Swap Devices (SwapDevicesWithContext)

  • GB/TB unit handling: parseLspsSize() now handles MB, GB, and TB suffixes in lsps -a output.
  • Unit tests: parseLspsOutput() and parseLspsSize() have comprehensive tests covering MB, GB, NaNQ (NFS paging spaces), multiple devices, and edge cases.

CGO path (mem_aix_cgo.go)

  • SwapDevicesWithContext: Implemented using perfstat.PagingSpaceStat().

Only affects AIX — no cross-platform changes.

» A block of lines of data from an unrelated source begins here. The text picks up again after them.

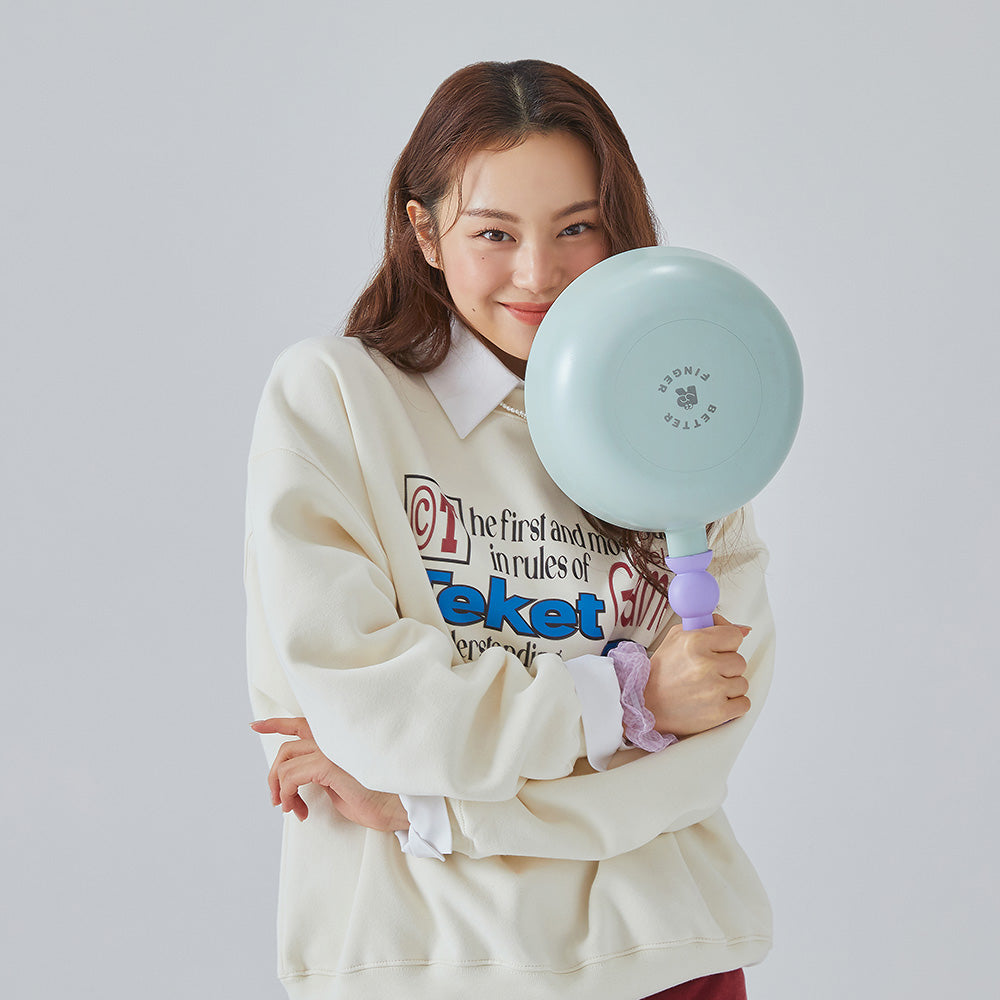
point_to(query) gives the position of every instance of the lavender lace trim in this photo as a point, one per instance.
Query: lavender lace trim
(632, 670)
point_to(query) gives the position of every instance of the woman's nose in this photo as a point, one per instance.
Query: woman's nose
(536, 268)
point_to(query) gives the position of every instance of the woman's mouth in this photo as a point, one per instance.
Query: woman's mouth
(527, 312)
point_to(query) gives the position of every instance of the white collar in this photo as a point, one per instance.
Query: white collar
(471, 381)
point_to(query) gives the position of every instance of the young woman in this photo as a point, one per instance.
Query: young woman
(433, 619)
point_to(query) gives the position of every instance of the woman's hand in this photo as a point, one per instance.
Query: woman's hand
(696, 678)
(301, 762)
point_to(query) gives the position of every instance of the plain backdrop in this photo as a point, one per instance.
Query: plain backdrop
(190, 186)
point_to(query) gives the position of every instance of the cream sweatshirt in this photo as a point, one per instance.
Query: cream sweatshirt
(416, 586)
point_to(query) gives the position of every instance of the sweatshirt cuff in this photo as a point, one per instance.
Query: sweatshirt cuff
(429, 835)
(600, 700)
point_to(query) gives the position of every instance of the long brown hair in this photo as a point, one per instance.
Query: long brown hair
(405, 311)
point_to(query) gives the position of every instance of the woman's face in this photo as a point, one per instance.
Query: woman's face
(529, 226)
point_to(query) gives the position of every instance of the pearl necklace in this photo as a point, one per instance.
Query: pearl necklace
(515, 411)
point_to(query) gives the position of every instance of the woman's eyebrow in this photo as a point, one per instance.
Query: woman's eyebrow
(496, 213)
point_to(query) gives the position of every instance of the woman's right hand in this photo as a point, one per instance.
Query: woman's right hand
(696, 678)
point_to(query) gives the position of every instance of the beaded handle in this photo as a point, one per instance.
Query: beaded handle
(693, 593)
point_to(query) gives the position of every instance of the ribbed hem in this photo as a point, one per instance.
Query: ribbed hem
(645, 970)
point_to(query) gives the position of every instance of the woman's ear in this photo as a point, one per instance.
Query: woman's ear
(423, 227)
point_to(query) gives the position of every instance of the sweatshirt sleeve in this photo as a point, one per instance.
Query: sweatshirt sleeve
(593, 816)
(387, 696)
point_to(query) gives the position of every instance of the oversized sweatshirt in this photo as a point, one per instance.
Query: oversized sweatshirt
(416, 585)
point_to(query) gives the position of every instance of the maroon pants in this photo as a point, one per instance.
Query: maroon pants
(721, 986)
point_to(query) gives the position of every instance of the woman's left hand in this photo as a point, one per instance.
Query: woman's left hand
(300, 762)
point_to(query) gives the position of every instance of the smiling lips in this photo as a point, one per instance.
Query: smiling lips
(527, 312)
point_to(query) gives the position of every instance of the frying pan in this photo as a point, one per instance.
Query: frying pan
(663, 391)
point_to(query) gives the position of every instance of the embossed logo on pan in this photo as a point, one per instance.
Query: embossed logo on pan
(687, 402)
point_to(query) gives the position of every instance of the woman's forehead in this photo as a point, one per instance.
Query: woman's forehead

@Dylan-M Dylan-M changed the title Fix AIX memory statistics: add Available field and improve swap calculations fix: AIX memory statistics: add Available field and improve swap calculations Dec 23, 2025
@Dylan-M Dylan-M marked this pull request as ready for review December 23, 2025 18:04
@Dylan-M Dylan-M force-pushed the dylanmyers/aix_mem branch from cd63eb7 to af34779 Compare January 24, 2026 14:42
@Dylan-M Dylan-M force-pushed the dylanmyers/aix_mem branch from af34779 to 0fa1bb4 Compare January 26, 2026 14:41
@Dylan-M Dylan-M force-pushed the dylanmyers/aix_mem branch 2 times, most recently from cf6175e to 964cf10 Compare February 16, 2026 14:34
@Dylan-M Dylan-M force-pushed the dylanmyers/aix_mem branch 2 times, most recently from fc8f669 to 1233a38 Compare March 20, 2026 21:33
Copy link
Copy Markdown
Owner

@shirou shirou left a comment

Choose a reason for hiding this comment

The reason will be displayed to describe this comment to others. Learn more.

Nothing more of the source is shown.